Sōran Bushi (ソーラン節) is one of the most famous traditional songs and dance (min'yō) in Japan. It is a sea shanty that is said to have been first sung by the fishermen of Hokkaido.

The commonly known version of the song and dance is called Nanchū Sōran (南中ソーラン) and was created in 1991 at the Wakkanai Minami Junior High School. It uses the song and text of Takio Ito's Takio no Sōran Bushi from 1988, which is a modernized version of the original song with a faster rhythm and a more modern music and text. The choreography was developed by the Butoh dancer Jushō Kasuga, which includes acting ocean waves, fishermen dragging nets, pulling ropes and lifting luggage over their shoulders. The school received an honorable mention at the Folk Song and Dance Awards National Convention in 1992, and one year later the Grand Prix of the Prime Minister of Japan. This made the song and dance nationally known, so that this dance is taught in many schools across Japan as part of the curriculum.

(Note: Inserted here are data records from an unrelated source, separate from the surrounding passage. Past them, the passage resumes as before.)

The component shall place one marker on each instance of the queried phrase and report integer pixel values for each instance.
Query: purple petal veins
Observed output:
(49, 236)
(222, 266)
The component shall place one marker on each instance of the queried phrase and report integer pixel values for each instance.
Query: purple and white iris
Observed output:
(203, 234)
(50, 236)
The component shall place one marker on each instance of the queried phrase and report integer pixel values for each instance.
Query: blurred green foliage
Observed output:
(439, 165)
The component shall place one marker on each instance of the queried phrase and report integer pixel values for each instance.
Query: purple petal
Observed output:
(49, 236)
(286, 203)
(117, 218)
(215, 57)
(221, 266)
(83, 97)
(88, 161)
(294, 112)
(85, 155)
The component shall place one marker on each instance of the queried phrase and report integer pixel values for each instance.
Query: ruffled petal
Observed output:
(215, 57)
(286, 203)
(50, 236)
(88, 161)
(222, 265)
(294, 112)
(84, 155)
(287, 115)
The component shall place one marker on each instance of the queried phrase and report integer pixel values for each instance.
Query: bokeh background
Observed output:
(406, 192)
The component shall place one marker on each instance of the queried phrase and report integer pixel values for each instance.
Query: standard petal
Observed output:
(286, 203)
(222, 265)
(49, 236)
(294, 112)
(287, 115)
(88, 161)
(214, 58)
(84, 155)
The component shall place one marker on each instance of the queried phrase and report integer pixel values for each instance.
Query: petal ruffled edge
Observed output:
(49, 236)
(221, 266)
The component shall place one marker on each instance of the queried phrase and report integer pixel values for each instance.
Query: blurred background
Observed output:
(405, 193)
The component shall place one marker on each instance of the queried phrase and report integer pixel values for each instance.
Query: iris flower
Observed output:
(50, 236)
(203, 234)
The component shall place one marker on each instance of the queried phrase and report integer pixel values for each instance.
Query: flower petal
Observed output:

During regular intervals of the dance, the words "Dokkoisho! Dokkoisho!" and "Soran! Soran!" are called. Those words were used in the past to encourage the fisherman during their work.

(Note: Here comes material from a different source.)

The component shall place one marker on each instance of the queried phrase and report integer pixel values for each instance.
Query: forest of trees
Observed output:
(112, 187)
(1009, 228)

==Lyrics and translation==

An excerpt from one of the many text versions of "Sōran Bushi"

Japanese (Rōmaji):

Yāren sōran sōran

Sōran sōran sōran (hai hai!)

Nishin kita ka to kamome ni toeba,

Watasha tatsu tori nami ni kike choi.

CHORUS (kakegoe)

Yasa e en ya sa dokkoisho

(a dokkoisho, dokkoisho!)

Yāren sōran...

Oyaji tairyō da mukashi to chigau

toreta nishin wa ore no mono choi

Yāren sōran...

Ichi-jō-go-shaku no ro o kogu fune mo

horeta ano go nya te mo choi

Yāren sōran...

Tama no suhada ga shibuki ni nurerya

uwaki kamome ga mite sawagu choi

Rough English Translation:

 Oh!!! Soran, soran, soran

 soran, soran, soran. (yes, yes!)

 When we hear the jabbering of seagulls on the high seas,

 we know we can’t give up our fishing lives on the ocean.

 CHORUS

 Put your backs into it! Heave, ho! Heave, ho!

 (Heave, ho! Heave, ho!)

 Oh!!! Soran...

 Boss, I tell you, the size of this catch of herring

 is different from all the others. And it's all MINE.

 Oh!!! Soran...

 Even if I row four and a half metres,

 I couldn't get that girl's attention.

 Oh!!! Soran...

 A flighty seagull twitters in excitement

 As it sees my bare skin, glistening with ocean surf.